In Praise of the Smell of Christmas Trees

One of my favorite, recent Christmas trees, a Fraser Fir. Not often sold in California, this variety is plentiful in Texas, though it is grown only in the southern Appalachians.

There’s nothing quite like a great smell. A smell has power like no other sensory experience, especially when it comes to memory. It’s well known that a certain smell can activate our memories like nothing else.

That’s one of the main reasons I love fresh, genuine Christmas trees. These days, artificial Christmas trees are hardly “fake.” They can look as real as a live tree. Over the course of several years, artificial trees save a bunch money, not to mention decorating time. Plus, they’re kind to people with allergies.

But artificial trees just don’t smell like Christmas trees. And that smell, for me, is one of the most delicious of all smells. Now, to be sure, I simply like the smell of a fir tree. But, part of what I love about that smell is the memories it stirs up in my mind.

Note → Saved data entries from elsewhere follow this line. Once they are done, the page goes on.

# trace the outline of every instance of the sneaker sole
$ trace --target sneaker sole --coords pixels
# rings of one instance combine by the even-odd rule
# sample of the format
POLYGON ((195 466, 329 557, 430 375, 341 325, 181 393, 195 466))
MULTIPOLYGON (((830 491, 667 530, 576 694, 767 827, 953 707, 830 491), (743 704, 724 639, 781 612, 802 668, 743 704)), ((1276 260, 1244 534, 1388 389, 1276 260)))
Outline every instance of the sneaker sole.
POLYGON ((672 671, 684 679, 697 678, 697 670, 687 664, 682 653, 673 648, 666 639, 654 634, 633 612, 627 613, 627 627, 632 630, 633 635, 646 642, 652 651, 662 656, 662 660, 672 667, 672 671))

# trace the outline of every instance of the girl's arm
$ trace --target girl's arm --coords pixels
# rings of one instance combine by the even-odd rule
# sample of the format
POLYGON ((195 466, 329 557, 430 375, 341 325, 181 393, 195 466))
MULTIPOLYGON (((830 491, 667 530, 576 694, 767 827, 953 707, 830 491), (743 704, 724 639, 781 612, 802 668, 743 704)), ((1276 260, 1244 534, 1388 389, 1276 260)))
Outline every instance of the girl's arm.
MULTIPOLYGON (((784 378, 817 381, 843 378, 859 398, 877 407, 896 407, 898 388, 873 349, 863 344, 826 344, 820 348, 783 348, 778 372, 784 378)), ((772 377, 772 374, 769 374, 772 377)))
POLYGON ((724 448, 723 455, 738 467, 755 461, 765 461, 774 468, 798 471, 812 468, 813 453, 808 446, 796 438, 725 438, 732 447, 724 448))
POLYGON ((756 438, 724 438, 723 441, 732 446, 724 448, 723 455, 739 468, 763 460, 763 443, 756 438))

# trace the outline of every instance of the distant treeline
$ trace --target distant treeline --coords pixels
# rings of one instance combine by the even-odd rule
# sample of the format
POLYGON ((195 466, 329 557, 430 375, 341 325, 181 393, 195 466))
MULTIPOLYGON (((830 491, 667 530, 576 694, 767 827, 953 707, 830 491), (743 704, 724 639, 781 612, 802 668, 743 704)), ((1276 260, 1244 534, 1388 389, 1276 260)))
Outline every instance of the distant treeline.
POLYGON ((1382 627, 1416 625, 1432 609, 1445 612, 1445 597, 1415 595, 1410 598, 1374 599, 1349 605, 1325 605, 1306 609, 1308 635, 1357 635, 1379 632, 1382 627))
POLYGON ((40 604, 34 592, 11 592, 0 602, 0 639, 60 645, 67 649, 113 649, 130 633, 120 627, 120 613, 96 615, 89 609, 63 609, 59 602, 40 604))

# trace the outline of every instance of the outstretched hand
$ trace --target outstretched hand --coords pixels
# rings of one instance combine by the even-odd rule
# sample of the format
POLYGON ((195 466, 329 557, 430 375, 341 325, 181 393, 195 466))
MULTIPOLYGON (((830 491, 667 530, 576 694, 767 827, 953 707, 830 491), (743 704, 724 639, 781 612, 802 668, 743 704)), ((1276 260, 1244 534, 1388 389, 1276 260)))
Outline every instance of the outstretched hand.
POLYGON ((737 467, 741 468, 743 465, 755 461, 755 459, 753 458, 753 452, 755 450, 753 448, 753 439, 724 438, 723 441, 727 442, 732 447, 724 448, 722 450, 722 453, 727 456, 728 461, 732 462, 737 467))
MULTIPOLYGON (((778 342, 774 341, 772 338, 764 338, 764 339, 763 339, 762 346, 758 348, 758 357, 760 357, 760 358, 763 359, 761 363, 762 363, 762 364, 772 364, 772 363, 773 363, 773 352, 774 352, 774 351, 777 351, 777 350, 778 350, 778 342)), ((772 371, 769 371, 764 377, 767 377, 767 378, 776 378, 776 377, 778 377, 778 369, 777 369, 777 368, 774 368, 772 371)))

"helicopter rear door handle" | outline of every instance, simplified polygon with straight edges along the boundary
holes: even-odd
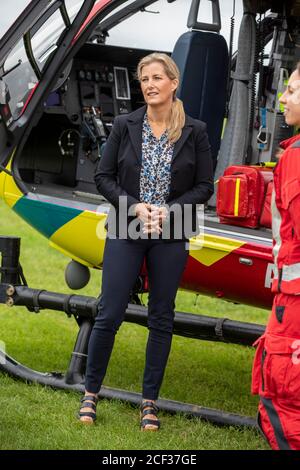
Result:
[[[246,266],[252,266],[253,265],[253,261],[250,258],[239,258],[239,262],[241,264],[245,264]]]

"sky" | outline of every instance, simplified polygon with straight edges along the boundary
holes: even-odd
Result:
[[[222,30],[228,41],[230,37],[230,18],[232,16],[232,0],[221,0]],[[234,43],[237,45],[238,26],[242,16],[242,1],[236,3],[236,31]],[[128,18],[124,23],[116,26],[110,32],[111,38],[107,39],[107,44],[131,46],[153,50],[172,51],[178,37],[187,28],[187,18],[191,5],[191,0],[176,0],[174,3],[167,3],[166,0],[150,5],[147,10],[156,13],[138,13]],[[199,21],[211,22],[211,1],[201,0],[201,16]]]
[[[17,18],[30,0],[6,0],[1,1],[0,36],[2,36],[9,24]],[[125,3],[125,2],[124,2]],[[114,28],[110,33],[107,44],[122,45],[151,50],[171,51],[176,39],[184,31],[187,31],[187,16],[191,0],[176,0],[168,4],[167,0],[159,0],[149,6],[148,11],[134,15]],[[230,17],[232,16],[232,0],[220,2],[222,16],[221,34],[228,41],[230,36]],[[237,44],[238,26],[242,14],[242,1],[236,1],[236,30],[234,43]],[[211,2],[201,1],[201,21],[211,20]]]
[[[9,24],[14,21],[20,13],[24,10],[30,0],[0,0],[1,15],[0,15],[0,36],[6,32]]]

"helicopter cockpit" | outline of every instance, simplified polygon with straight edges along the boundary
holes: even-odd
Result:
[[[114,117],[143,103],[135,65],[147,53],[91,43],[80,49],[24,147],[19,171],[25,182],[43,191],[56,185],[96,194],[95,165]]]
[[[136,66],[142,57],[158,50],[161,44],[161,38],[150,38],[150,41],[148,38],[144,41],[145,48],[129,47],[132,38],[119,39],[119,44],[114,44],[118,42],[114,39],[117,35],[114,30],[120,29],[125,19],[127,22],[132,19],[138,25],[135,43],[142,44],[139,35],[143,37],[145,29],[158,30],[163,24],[168,27],[170,7],[175,15],[173,22],[184,30],[186,19],[179,14],[182,15],[184,7],[187,17],[190,7],[180,0],[149,1],[149,9],[141,8],[141,3],[145,2],[123,2],[122,8],[114,10],[96,26],[44,101],[41,118],[26,140],[17,164],[20,178],[30,192],[103,202],[94,183],[96,164],[115,116],[130,113],[143,105]],[[176,3],[178,8],[174,9]],[[127,34],[128,29],[130,24]],[[178,33],[173,31],[173,43],[177,36]],[[163,51],[171,55],[172,46],[169,44]],[[23,55],[26,55],[25,50]],[[11,62],[10,56],[8,62]],[[9,78],[8,75],[7,82],[11,88]],[[19,117],[24,102],[22,97],[15,104],[13,118]]]

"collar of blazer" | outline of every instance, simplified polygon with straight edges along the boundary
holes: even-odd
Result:
[[[142,157],[142,131],[143,131],[143,120],[146,113],[147,106],[142,106],[133,113],[128,114],[127,116],[127,127],[129,132],[130,140],[135,149],[137,158],[141,162]],[[172,157],[172,163],[174,159],[179,154],[183,144],[186,139],[192,132],[194,127],[193,119],[191,119],[187,114],[185,115],[185,125],[182,128],[182,134],[179,140],[175,143],[174,152]]]

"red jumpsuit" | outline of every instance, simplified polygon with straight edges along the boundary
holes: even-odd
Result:
[[[300,450],[300,135],[281,147],[272,196],[276,295],[255,343],[252,393],[259,394],[258,424],[272,449]]]

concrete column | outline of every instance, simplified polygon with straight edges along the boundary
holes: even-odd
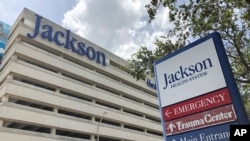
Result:
[[[124,123],[121,123],[121,128],[124,128]]]
[[[95,123],[95,116],[91,116],[91,121]]]
[[[3,120],[0,119],[0,127],[3,127]]]
[[[13,79],[13,74],[10,73],[8,76],[7,76],[7,80],[12,80]]]
[[[58,113],[58,108],[54,107],[53,112]]]
[[[8,102],[9,101],[9,96],[8,95],[4,95],[2,97],[2,102]]]
[[[56,93],[60,93],[60,89],[59,88],[56,88]]]
[[[54,108],[53,108],[53,112],[54,112],[54,113],[58,113],[58,108],[57,108],[57,107],[54,107]],[[50,129],[50,134],[52,134],[52,135],[55,135],[55,134],[56,134],[56,127],[53,127],[53,128]]]
[[[92,134],[92,135],[90,136],[90,140],[91,140],[91,141],[96,141],[95,135],[94,135],[94,134]]]
[[[57,73],[60,74],[60,75],[62,75],[62,72],[61,72],[61,71],[58,71]]]
[[[13,56],[11,57],[11,59],[12,59],[12,60],[16,60],[16,59],[17,59],[17,56],[13,55]]]
[[[56,128],[55,127],[50,129],[50,134],[52,134],[52,135],[56,134]]]

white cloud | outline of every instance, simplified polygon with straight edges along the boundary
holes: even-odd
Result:
[[[19,2],[20,1],[20,2]],[[75,3],[76,2],[76,3]],[[0,20],[13,24],[23,7],[96,43],[124,59],[137,51],[140,46],[154,50],[155,38],[167,33],[173,25],[169,23],[168,9],[161,8],[152,23],[148,23],[145,5],[150,0],[76,0],[61,3],[27,0],[1,0]],[[74,5],[74,6],[72,6]],[[46,10],[44,8],[46,7]],[[55,9],[60,7],[60,9]]]
[[[170,28],[168,9],[163,8],[152,24],[148,23],[141,0],[79,0],[64,14],[63,26],[121,56],[124,59],[141,46],[154,49],[156,37]]]
[[[161,7],[152,22],[153,28],[157,30],[168,30],[170,28],[173,28],[173,23],[169,22],[168,15],[169,9]]]

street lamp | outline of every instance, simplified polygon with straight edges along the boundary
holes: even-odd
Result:
[[[107,114],[108,112],[104,112],[101,116],[101,119],[97,125],[97,141],[99,141],[99,128],[100,128],[100,124],[102,123],[102,118],[104,117],[105,114]]]

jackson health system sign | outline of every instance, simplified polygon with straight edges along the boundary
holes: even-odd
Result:
[[[167,141],[228,141],[230,124],[248,124],[219,33],[154,64]]]

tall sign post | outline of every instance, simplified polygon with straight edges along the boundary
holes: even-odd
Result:
[[[231,124],[248,124],[220,37],[215,32],[154,64],[167,141],[228,141]]]

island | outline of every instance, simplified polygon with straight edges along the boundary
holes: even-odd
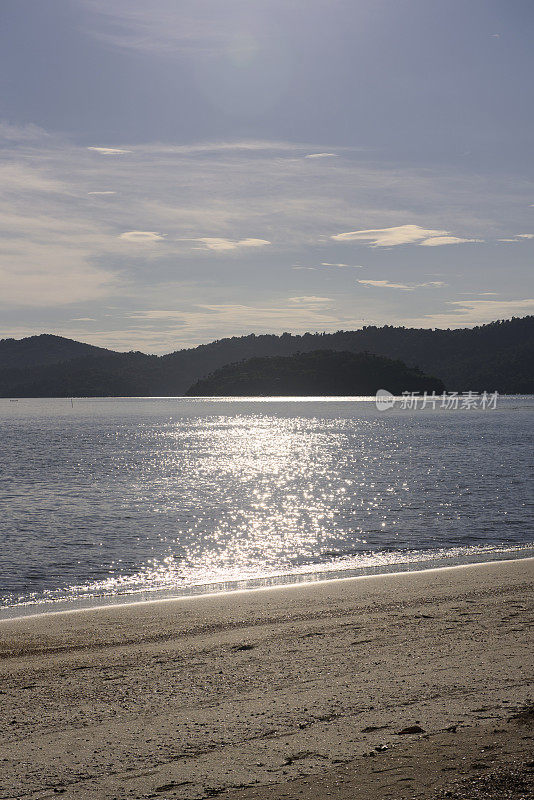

When I smell a Christmas tree, I am transported to a Christmas tree lot in Inglewood, California, where I lived until I was six years old. From preschool perspective, that Christmas tree lot was a vast forest filled with pungent treasures. As my mom and dad tried to find the perfect tree, I hid among the branches of the forest, taking in its heavenly smells.

Then, I remember how our living smelled when my dad carried in the tree. It seemed to fill our home with sylvan delight. On the first night with a Christmas tree, I could even smell it in my room.

Then, my mind goes back to happy times when my children were small, when I surprised them with a Christmas tree, which they loved to help decorate.

I won’t keep on boring you with all of my Christmas memories. I think you get the point.